The challenges we face as individuals, organizations, and society are rapidly changing, complex, and urgent.
Globalization and the speed from discovery to market is fueling unparalleled progress and an increasingly connected global community. This new landscape has increased the need for practical, up-to-date, and trustworthy information that individuals can rely on to successfully navigate the world. It requires that workers in every industry have access to new skills and processes and to be aware of ever-changing regulations and standards. It requires organizations to manage and share constantly evolving knowledge with diverse stakeholders. And, for many of the most important issues we face, it requires increased coordination among communities, governments, and institutions. And it all needs to happen in real-time.
And yet, at a time when knowledge mobilization matters most, the systems we rely on aren't working.

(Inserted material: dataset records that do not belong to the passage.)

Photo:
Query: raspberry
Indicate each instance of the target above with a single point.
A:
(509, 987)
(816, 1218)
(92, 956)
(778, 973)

Despite over 8 billion web pages on the internet, useful information is frustratingly difficult to find. Internet "marketers" have hijacked the web by publishing click-bait and top ten lists, erect paywalls and engage in clandestine data collection. Search engines are selling traffic to the highest bidder. Social media platforms are creating echo chambers that help spread "fake news" and promote irrational, non-empirical "opinions" masquerading as knowledge.
The knowledge systems used by organizations are fragmented and disconnected. They are bloated intranets and file sharing platforms designed to keep information secure in disconnected silos that prevent intra- and inter-organizational sharing and collaboration.
This lack of access to trusted information is sewing misunderstandings and mistrust, restricting coordination, reducing productivity and efficiency, and enabling preventable errors, mishandlings, and poor decisions often at a significant cost. And it does not affect us all equally. Individuals and organizations that are less connected, less affluent, and more remote are affected disproportionately resulting in lower skills and wages, access to inferior social services, and ultimately a lower quality of life.
While many organizations, institutions, and governments work to improve knowledge mobility, their impact is muted by their lack of global collaboration, distribution, scale, and momentum. In short, they lack a platform to reach the people they aim to support.